The Flyers rank 28th in the NHL on the power play, which has not traditionally been a strength of Tortorella’s teams. The New York Rangers finished 28th in the league with the man advantage during his five-year tenure from 2008-09 through 2012-13. The Vancouver Canucks finished 26th in his lone season behind the bench in 2013-14, and the Columbus Blue Jackets finished 29th in the league during his six-year tenure from 2015-16 through 2020-21.
Kevin Hayes downplayed his own power-play goal after the loss against Ovechkin and the Capitals with a perspective on the big picture of the 2022-23 season. “It (the power-play performance) couldn’t have gotten worse, to be honest.”
The 3-on-3 overtime period and the shootout also expose the lack of skill on the roster. The Flyers have the most losses in the NHL after regulation with seven, and only one other team hasn’t earned a single win after regulation. Tortorella most commonly uses one forward and two defensemen during the 3-on-3 overtime, which almost certainly wouldn’t happen on a team with more threatening offensive firepower up front.
Fletcher Builds Expensive, Underwhelming Roster
General manager (GM) Chuck Fletcher inherited a bad situation in Philadelphia because the overhyped prospect pool of his predecessor Rox Hextall never delivered. However, Fletcher walked into favorable circumstances with the salary cap when he began in December 2018 and quickly ate it away with nothing to show for it. Most teams with salary cap concerns face the problem because they have star players on their top lines eating large chunks of the salary cap. The Flyers, by Fletcher’s own admission, don’t boast enough “top-end” talent. They still have no financial flexibility.

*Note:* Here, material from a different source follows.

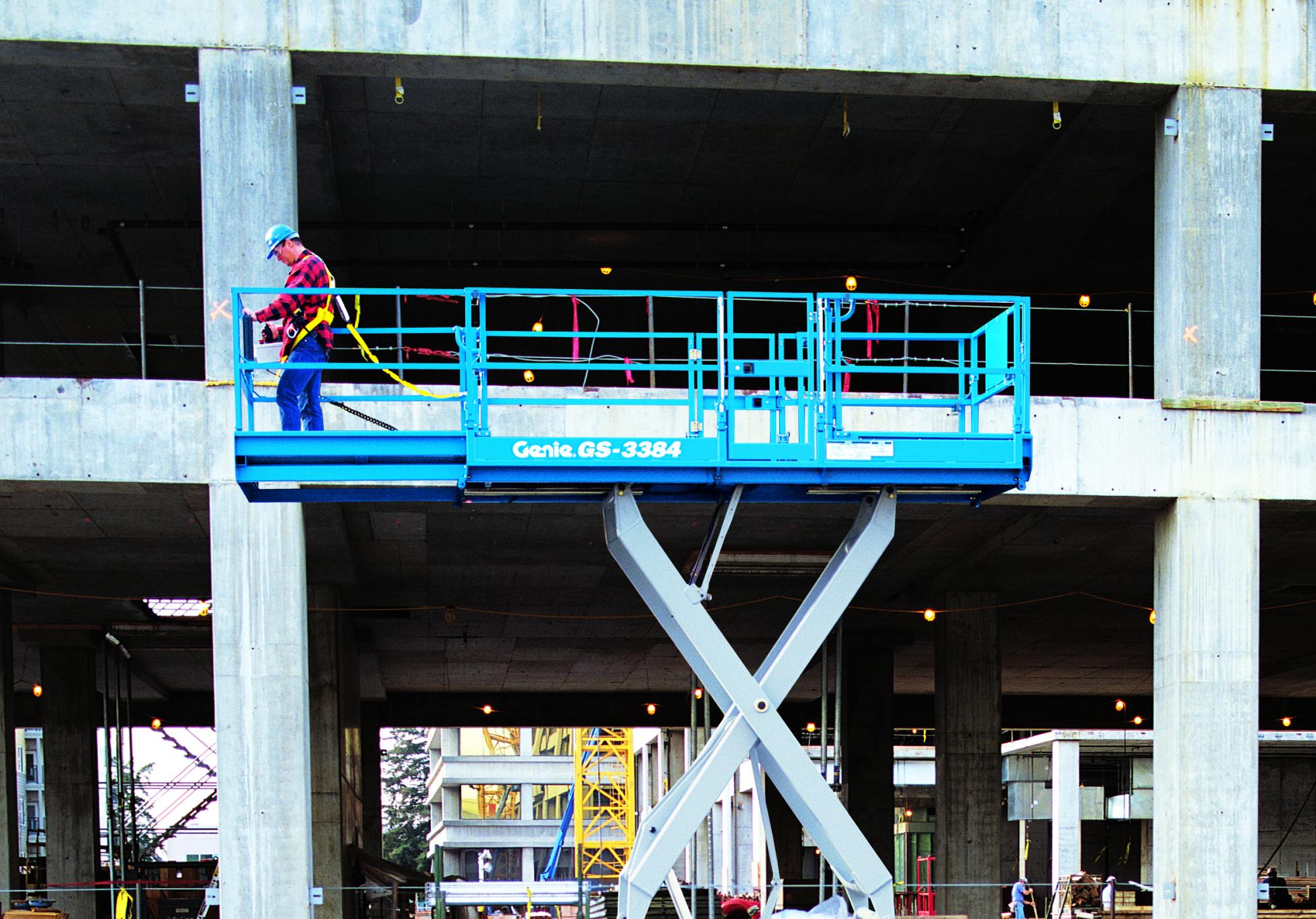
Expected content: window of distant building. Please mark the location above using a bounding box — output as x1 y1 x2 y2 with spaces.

The Flyers missed a golden opportunity during the 2022 offseason to acquire the type of skill player they’ve been missing. South Jersey native Johnny Gaudreau wanted a homecoming to the Philadelphia area, but Fletcher passed on acquiring a player whose point total comfortably doubled the total of any Flyer in 2021-22. He reportedly balked on moving the contract of James van Riemsdyk to clear the necessary cap space because a deal would’ve involved significant draft capital.
A major hole exists in the rationale. Fletcher has instead invested long-term money and significant draft capital at many points in the past on other players without acquiring players fit for an NHL first line. He sent a massive haul to the Sabres for Rasmus Ristolainen in 2021 and signed the 6-foot-4 defenseman to a five-year extension in March 2022. After passing on Gaudreau, he outbid an “aggressive market” for free agent Nicolas Deslauriers. The enforcer signed with the Flyers on a four-year deal worth $7 million.
Ristolainen and Deslauriers are respectable professional hockey players who bring value to NHL rosters. However, Fletcher’s decision to prioritize their toughness and physicality over acquiring skilled forwards to play on the top line demonstrates his overall mismanagement of a roster that simply isn’t fit to compete with NHL teams in playoff contention.
Flyers Looking to the Future
Confidence in Tortorella’s coaching style has become the most significant reason for optimism in a bleak situation in Philadelphia. The two-time Jack Adams Award winner readily admits that his team doesn’t have the offensive talent to compete with some of their opponents, and he also controls his demeanor after losses with a sense of reality in mind. He has spoken positively about his team’s development on the defensive side after 30 games this season.
The right attitude, the right coach, and the right defensive structure will play a role if the Flyers can ultimately reestablish themselves in the conversation as a historically proud NHL franchise. However, if they can’t see their biggest problem, they’re not looking very hard. No amount of toughness and grit will cover for the lack of top-end offensive skill in the modern NHL.